Numbers 9 And 11, Garden Wall And Outhouse Adjoining To Rear is a Grade II listed building in the North Lincolnshire local planning authority area, England. First listed on 6 January 1987. Houses with garden wall and outhouse. 1 related planning application.
Numbers 9 And 11, Garden Wall And Outhouse Adjoining To Rear
- WRENN ID
- quartered-wicket-autumn
- Grade
- II
- Local Planning Authority
- North Lincolnshire
- Country
- England
- Date first listed
- 6 January 1987
- Type
- Houses with garden wall and outhouse
- Source
- Historic England listing
Description
A pair of houses with a garden wall and outhouse to the rear, dating from the 1870s and built for the Winn Estate. The houses and outhouse are constructed of dressed limestone with red brick dressings and yellow brick details, and have pantile roofs. The garden wall is of red brick. The layout is U-shaped, with each house featuring an entrance hall leading to a central range, a front parlour, and a rear kitchen/pantry in a side wing.
The houses are two storeys high, with three windows on each first floor.
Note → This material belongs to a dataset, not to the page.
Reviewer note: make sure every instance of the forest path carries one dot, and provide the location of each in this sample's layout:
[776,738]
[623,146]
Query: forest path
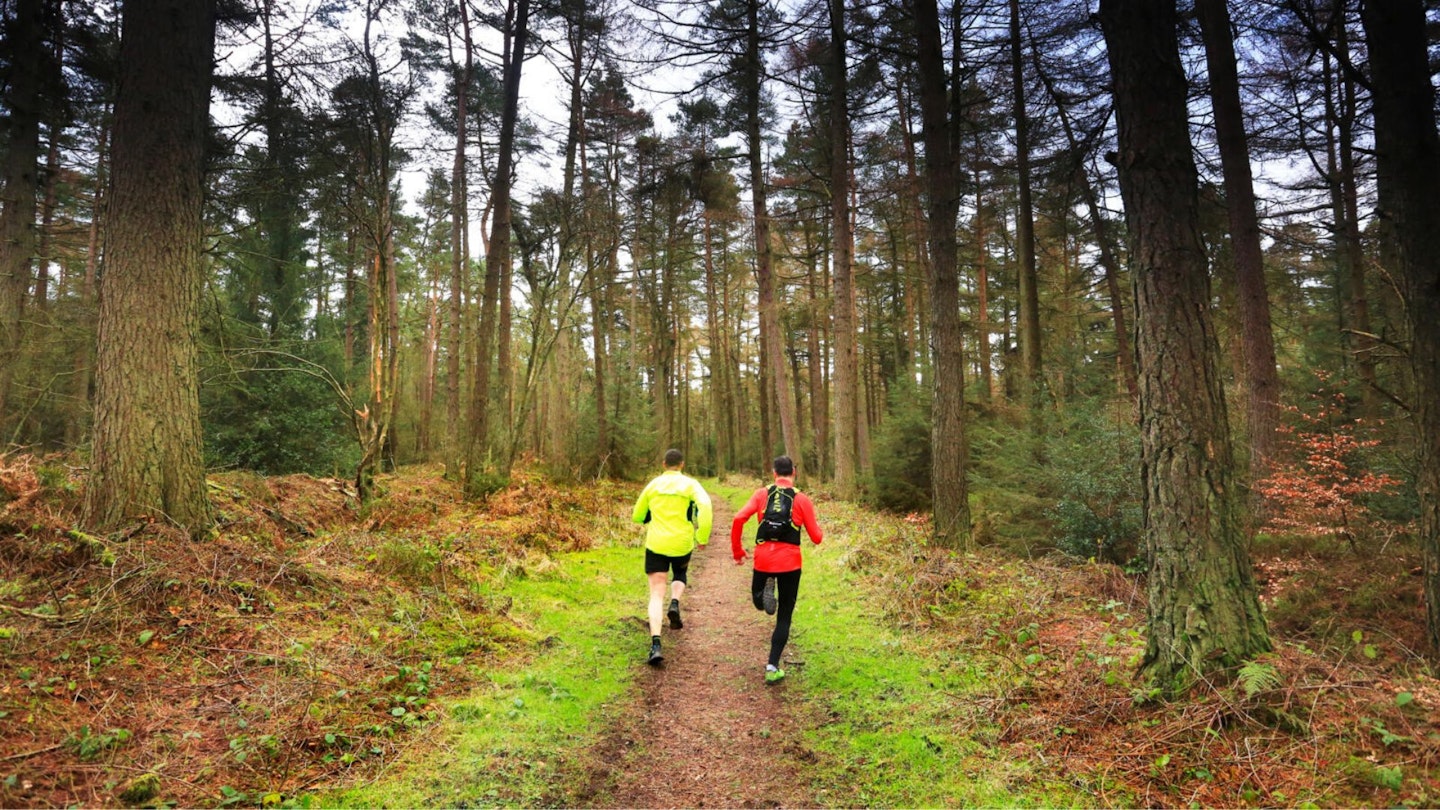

The central range has a single-window design with entrances recessed in the angles, flanked by projecting gabled wings. Features include a chamfered plinth and raised quoins. The front doors are board doors in chamfered wooden frames, set beneath porches with sloping roofs supported by corbelled timber brackets. A three-light window is centrally positioned, with similar three-light windows in the side wings. A three-course band runs along the first floor, featuring a central cogged yellow brick course. Smaller first-floor windows are present above. All windows have wooden mullions and glazing bars within raised brick surrounds, with painted sills and rubbed-brick cambered arches, except for the first-floor centre window, which has a weatherboarded gable that breaks the eaves line.
A three-course stepped and cogged brick eaves cornice is prominent in the central section, extending as raking cornices to the wings, forming broken pediments to the gables with overhanging eaves and plain bargeboards. The projecting stacks to the left and right returns have quoins, ashlar offsets, red and yellow brick lozenge panels, brick bands, and cornices to the upper sections; four original square-section crested pots are present on the left, and two on the right. Side walls flanking the stacks feature pairs of large interlocking brick lozenge panels on the ground floor, a cogged brick bond on the first floor, sets of three small lozenge panels, and a cogged brick eaves cornice.
A brick-coped wall separating the gardens connects with a single-storey outhouse featuring a plinth, quoins, board doors, cogged brick eaves and raking cornices similar to the houses. This example is part of a series of houses built in the village for Rowland Winn of Nostell, later Lord St Oswald, based on plans published by the Salopian Society.